Wagner’s proto-Nazi credentials have been more commented upon, for obvious reasons, than his ecological ones. But the Washington National Opera’s first ever production of The Ring is nothing less than an environmental allegory. It also styles itself as the first all-American Ring, in its directorship, design and setting, and as such, is a provocative comment on its (mis)-usage of power since the days of westward expanse – its destructiveness in the service of world-ambition. There is Wagnerian grandiosity here, surely, and also a sort of timeliness. Could there be anything more apposite than Zambello’s Ring in a country which, with a mere 6% of the world’s population, uses a whole 25% of its resources?

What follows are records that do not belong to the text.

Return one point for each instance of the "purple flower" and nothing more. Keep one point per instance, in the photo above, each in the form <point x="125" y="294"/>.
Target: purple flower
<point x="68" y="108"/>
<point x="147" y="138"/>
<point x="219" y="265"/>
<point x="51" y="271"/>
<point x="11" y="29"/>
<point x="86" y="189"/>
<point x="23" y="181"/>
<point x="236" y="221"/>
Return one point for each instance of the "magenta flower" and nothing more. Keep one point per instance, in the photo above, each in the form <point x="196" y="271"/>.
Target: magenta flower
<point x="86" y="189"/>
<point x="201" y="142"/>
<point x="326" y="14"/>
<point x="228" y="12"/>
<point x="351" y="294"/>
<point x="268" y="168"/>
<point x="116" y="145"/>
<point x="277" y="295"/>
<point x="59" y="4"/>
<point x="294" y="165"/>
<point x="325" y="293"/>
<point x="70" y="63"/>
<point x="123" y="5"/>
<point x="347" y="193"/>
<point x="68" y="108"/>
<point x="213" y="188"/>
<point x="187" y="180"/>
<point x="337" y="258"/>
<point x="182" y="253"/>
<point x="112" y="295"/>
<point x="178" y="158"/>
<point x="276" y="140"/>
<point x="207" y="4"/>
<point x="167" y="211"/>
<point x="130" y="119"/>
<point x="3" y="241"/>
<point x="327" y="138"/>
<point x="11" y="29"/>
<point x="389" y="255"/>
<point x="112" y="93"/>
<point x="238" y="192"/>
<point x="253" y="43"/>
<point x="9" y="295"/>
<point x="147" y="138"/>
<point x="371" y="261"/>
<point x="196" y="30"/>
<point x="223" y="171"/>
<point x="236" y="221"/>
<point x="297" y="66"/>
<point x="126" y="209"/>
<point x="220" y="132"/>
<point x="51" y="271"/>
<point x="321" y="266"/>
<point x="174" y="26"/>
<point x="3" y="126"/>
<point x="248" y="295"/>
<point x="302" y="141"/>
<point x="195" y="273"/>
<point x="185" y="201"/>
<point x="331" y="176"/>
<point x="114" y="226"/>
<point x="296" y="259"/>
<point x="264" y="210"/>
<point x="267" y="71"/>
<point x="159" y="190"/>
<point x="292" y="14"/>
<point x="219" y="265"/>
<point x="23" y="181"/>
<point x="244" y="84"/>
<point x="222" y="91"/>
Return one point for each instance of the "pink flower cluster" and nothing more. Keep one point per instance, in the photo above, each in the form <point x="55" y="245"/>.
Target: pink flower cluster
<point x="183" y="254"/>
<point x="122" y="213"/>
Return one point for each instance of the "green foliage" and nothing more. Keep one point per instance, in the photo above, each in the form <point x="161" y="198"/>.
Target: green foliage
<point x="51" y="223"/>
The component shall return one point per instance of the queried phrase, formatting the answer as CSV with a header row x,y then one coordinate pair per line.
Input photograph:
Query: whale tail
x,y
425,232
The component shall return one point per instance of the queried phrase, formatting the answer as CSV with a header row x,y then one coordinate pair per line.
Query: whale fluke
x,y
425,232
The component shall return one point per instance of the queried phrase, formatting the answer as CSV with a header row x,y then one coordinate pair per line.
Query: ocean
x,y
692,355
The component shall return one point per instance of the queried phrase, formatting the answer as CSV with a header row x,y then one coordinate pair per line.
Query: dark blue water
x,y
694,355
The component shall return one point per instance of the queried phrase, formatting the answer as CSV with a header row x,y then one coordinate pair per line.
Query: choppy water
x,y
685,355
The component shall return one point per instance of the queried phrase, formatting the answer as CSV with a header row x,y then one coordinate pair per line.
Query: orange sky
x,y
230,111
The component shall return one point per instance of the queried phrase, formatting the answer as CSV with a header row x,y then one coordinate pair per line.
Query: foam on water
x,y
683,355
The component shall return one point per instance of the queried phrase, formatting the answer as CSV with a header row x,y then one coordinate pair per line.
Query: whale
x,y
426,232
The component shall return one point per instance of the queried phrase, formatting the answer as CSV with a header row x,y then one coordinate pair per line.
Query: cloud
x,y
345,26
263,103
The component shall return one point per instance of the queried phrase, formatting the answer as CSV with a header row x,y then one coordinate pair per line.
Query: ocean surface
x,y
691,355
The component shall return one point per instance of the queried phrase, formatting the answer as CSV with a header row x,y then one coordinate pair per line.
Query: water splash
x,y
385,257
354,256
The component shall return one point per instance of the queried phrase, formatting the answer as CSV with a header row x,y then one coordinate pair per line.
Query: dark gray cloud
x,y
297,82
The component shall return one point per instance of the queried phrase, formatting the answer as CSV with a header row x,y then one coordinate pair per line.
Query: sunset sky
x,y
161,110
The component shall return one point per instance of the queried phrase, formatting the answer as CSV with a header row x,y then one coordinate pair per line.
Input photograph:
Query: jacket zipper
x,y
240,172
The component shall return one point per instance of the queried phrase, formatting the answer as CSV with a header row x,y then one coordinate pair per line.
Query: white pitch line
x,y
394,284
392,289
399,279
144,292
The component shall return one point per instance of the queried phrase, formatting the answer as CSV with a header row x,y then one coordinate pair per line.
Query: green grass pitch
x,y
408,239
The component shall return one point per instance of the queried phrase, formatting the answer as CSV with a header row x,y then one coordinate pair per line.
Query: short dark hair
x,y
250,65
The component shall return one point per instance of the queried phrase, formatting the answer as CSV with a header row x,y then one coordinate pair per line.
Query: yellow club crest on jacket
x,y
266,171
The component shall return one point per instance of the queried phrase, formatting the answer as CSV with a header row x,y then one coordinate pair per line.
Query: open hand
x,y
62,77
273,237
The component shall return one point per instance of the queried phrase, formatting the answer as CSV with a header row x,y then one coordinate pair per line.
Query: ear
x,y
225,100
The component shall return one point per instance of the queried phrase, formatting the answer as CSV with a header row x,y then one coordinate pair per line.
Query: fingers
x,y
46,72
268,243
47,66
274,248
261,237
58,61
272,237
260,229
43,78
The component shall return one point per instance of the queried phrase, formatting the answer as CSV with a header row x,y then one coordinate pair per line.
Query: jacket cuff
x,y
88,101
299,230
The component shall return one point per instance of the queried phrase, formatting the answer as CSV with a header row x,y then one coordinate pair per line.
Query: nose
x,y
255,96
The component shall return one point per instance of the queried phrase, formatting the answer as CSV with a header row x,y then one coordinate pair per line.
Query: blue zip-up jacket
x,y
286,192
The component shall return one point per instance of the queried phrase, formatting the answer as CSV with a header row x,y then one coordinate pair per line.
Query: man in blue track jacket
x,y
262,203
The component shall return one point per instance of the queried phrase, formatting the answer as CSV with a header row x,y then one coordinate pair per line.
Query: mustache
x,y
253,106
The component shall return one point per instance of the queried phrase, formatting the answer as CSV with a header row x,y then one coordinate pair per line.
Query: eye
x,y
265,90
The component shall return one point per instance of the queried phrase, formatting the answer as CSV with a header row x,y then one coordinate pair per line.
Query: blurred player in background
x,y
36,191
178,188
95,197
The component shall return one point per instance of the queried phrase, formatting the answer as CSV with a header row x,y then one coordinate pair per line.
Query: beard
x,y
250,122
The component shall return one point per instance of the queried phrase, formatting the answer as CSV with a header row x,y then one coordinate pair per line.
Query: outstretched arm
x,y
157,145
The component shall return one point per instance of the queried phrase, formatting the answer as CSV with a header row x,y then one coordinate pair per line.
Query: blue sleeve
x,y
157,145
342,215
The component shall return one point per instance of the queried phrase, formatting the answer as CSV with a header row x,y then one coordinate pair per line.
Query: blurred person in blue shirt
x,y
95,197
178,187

At first blush, the notion of Wagner’s reincarnation as a prophet for Greenpeace, as it were, is a little suspect. One didn’t expect an apolitical Ring from Zambello. But an ecological statement, attended by the prefatory article ‘was Wagner an environmentalist?’ Really? Just a little too faddish?

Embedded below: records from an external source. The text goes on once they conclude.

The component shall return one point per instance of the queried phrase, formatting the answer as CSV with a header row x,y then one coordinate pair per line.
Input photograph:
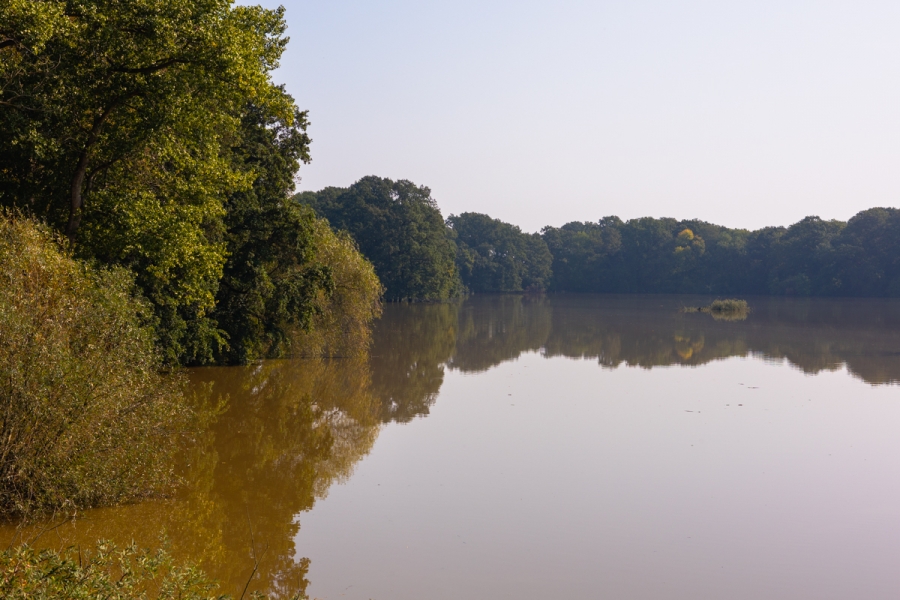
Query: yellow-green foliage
x,y
342,324
86,416
106,572
730,305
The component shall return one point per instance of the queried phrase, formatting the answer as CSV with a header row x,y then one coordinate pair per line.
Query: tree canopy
x,y
493,256
150,134
399,228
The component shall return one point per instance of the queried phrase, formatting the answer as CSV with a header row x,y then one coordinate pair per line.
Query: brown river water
x,y
563,446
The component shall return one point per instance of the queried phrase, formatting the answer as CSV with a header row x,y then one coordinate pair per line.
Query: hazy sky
x,y
539,113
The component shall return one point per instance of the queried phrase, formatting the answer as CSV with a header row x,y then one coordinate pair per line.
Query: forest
x,y
397,226
150,221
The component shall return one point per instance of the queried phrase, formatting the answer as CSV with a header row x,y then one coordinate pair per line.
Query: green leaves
x,y
399,228
118,121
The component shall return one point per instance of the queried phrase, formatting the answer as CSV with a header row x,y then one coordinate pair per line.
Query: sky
x,y
745,114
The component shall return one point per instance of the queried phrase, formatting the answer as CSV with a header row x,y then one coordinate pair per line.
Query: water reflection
x,y
294,428
290,430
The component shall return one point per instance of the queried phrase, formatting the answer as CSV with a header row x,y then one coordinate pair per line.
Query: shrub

I came away, however, from Rheingold, compelled by the production so far – more than by the singers (satisfactory without being outstanding) or orchestra (solid if sometimes lacklustre). The environment – natural and manmade – gives Zambello and set-designer Michael Yeargan a broad canvas on which to develop both vast ideas and particular effects. The white-clad Rhinemaidens epitomize virgin nature in all its carefree abundance: the New World indeed. The stark violation of the integrity of their world is brought home by their appearance at the end, after their eerie lament off-stage. Aged, haggard and in grey rags, they importune Wotan, who as a god has greater moral responsibility than the gold’s original thief. Dismissing their voiceless pleading, he ascends towards Valhalla, his (ironically) white trench coat billowing behind. Physical ascent and material aspiration yoked to natural and moral descent: this powerfully communicates major Wagnerian concerns.

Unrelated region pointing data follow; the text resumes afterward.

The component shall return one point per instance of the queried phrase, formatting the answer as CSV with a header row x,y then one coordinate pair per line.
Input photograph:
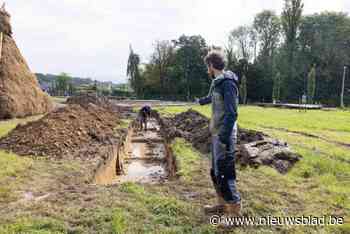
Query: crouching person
x,y
223,95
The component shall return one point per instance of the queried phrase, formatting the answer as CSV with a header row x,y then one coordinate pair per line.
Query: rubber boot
x,y
215,209
232,209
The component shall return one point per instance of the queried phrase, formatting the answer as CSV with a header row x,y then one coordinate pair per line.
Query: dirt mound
x,y
253,148
268,152
64,132
192,126
20,94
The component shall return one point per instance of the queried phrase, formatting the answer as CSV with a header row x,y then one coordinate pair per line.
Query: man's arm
x,y
230,116
207,100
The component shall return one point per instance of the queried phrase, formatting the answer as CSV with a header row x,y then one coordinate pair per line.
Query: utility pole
x,y
342,88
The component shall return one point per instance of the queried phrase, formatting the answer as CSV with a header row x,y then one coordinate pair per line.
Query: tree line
x,y
278,58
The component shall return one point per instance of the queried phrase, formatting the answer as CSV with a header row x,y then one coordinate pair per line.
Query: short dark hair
x,y
216,59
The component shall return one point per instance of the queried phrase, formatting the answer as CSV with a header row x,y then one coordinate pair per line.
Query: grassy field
x,y
319,185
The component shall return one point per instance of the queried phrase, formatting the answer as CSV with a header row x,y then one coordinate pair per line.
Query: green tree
x,y
323,41
162,59
267,26
311,84
190,67
276,87
133,72
241,37
291,19
243,90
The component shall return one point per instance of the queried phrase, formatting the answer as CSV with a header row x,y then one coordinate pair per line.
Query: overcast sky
x,y
91,38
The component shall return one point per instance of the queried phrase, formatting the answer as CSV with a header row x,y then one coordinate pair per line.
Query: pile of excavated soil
x,y
20,94
253,148
65,132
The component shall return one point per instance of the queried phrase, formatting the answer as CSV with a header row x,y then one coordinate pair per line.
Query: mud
x,y
72,131
253,148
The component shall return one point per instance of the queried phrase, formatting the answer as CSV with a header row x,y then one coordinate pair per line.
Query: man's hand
x,y
224,140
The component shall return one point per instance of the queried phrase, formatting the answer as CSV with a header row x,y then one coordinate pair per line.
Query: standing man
x,y
223,95
143,116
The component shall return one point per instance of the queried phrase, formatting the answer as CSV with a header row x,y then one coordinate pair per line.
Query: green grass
x,y
320,181
12,165
37,226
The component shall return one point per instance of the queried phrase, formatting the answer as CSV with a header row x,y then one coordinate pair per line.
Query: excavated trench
x,y
143,157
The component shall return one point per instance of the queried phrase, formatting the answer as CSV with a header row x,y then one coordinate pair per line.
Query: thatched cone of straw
x,y
20,93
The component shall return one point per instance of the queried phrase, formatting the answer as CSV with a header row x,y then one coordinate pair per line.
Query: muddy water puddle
x,y
146,160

Computer-generated images between scenes represented the constant flux of evolutionary nature – as apt a visual representation of Wagner’s developmental motifs as any. These and the backdrops were inspired by the vast canvases of the sublime American West by Albert Bierstadt and Frederic Church. Lighting was uniformly excellent: the blues and golds faded to sickly grey after the violation of pristine nature; the pallid world of the gods without Freia gave way to the Technicolour approach to their wholly artificial paradise. The molten-gold depths of the Nibelheim were crucial to a brilliantly-choreographed scene. Anvil-sound ringing the theatre stereophonically, we were deep down in the mine ourselves, alongside the infant labour-slaves.